The local commercial real estate market remains active although sales activity might be slowing.  Below is a snapshot of larger commercial real estate sales located throughout Delaware that occurred from July through September 2022.  The in-place cap rates ranged from 4.00 to 11.15 percent with a median of 7.58 percent.    
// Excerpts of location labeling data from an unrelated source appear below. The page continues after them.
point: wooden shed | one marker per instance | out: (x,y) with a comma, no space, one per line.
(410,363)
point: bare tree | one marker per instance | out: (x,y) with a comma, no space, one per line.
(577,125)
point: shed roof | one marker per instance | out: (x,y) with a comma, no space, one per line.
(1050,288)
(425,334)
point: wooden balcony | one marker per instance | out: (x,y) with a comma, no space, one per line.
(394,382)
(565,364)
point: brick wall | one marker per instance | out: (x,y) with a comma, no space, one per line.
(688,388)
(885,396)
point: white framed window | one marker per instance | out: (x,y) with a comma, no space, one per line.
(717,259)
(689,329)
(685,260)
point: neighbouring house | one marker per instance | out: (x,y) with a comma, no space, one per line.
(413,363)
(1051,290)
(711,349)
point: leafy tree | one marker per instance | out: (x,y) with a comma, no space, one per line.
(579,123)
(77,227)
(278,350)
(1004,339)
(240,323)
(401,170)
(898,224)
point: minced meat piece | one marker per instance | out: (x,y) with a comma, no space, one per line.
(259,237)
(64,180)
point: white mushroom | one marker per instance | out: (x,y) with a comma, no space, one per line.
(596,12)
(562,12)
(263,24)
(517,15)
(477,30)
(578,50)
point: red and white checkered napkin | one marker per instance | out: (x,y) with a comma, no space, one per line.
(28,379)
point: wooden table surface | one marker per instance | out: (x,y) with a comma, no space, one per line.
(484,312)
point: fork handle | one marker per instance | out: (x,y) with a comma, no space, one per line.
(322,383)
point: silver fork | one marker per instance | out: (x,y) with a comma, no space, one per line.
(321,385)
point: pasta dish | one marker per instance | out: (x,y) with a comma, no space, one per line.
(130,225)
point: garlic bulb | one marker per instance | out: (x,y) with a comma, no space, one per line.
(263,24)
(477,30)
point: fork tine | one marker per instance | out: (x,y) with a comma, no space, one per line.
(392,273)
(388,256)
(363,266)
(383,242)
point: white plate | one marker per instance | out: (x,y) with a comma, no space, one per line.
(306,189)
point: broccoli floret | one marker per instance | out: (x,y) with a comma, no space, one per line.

  • 322 A Street – Wilmington is a 27,000 square foot, 2-story over pedestal parking, office attached to a 72,000 square foot warehouse that sold in September for $16.2 million, or $163.64 per square foot. 
  • Pine Brook Apartments – located in Newark is a garden-style complex with 308-units that were built in 1971 and renovated in 2005.  It sold in September for $63 million or $204,545 per unit.  3.6 percent cap rate based upon T-12
  • Seaford Wawa – is a 1.71-acre ground lease that sold in September for $5,494,505, or a $983.80 per square foot of building.  4.55 percent cap rate
  • Old Town at White’s Pond – in Lewes is 36.94-acres subdivided into 85 single family lots that sold in September for $14.2 million, or $167,059 per lot.
  • Newark Shopping Center – is a 145,416 square foot community shopping center built in 1955/2016 that was 92 percent leased and sold in September for $33.5 million, or $230.37 per square foot.  7.50 percent cap rate
  • The Peninsula on Indian River Bay – Phase 11, Stillwater residential subdivision is 79 single family condominium lots on 20.531 acres located in Millsboro that sold in September for $9,480,000, or $120,00 per lot. 
  • JC Penny is a 159,878 square foot, freestanding department store at the Christiana Mall sold as part of a five property, $53 million portfolio in September at an allocated price of $15,131,275, or $94.62 per square foot.  7.43 percent cap rate
  • 1614 Newport Gap Pike – in Wilmington is a two-level, 58,000 square foot industrial building sold via a 10-year sale leaseback in August for $7,300,000, or $126.72 per square foot.  7.04 percent cap rate
  • Tupelo Sands Apartments Land – in Frankford, Sussex County is 20.224 acres approved for a 216-unit apartment complex that sold in August for a total of $5,960,000, or $27,593 per unit.
  • 700 N. Broad Street – in Middletown is 16.18 acres improved with a 264,817 square foot industrial, manufacturing building built in phases that sold in August for $6,750,000, or $25.49 per square foot. 
  • Blue Hen Car Wash – is two tunnel car washes totaling 9,161 square feet located in Newark & Wilmington that sold as a package in August for $7,650,000 (RE allocation), or $835.06 per square foot. 
  • Sonesta Select Hotel – in Newark is a 152-room hotel that sold in July for $6,000,000, or $39,474 per room.
  • 5400 Limestone Road – in Wilmington is a three-building office complex totaling 24,700 square feet on 4.66-acres that sold via a sale leaseback in July for $6.6 million, or $266.34 per square foot.  11.15 percent cap rate
  • Middletown Amazon Fulfillment Center – is a 1,015,740 square foot plus mezzanine warehouse distribution center building built in 2013 on 74 acres that sold in July for $118 million dollars or $116.17 per square foot.
  • Colony North Apartments and Woodview Apartments– are two complexes located in North Wilmington that total 431-units and were built in 1970-75.  They sold in July for $70.3 million or $163,109 per unit. 4.00 percent cap rate

Clearly, we are in for slower growth over the remainder of 2022 and into 2023, however this could be a good thing as it will help rebalance the supply chain, solidify market supply and demand fundamentals and tame runaway inflation.  These factors, along with ample market liquidity, should foster a dynamic rebound for investment and development going forward.  Any price softening caused by increased borrowing costs will hopefully be offset by rent growth especially considering the lack of additional market supply. 

Despite macroeconomic uncertainties and capital markets volatility, not everyone is sitting on the sidelines.  Compelling investment and development opportunities are expected to materialize in the near term.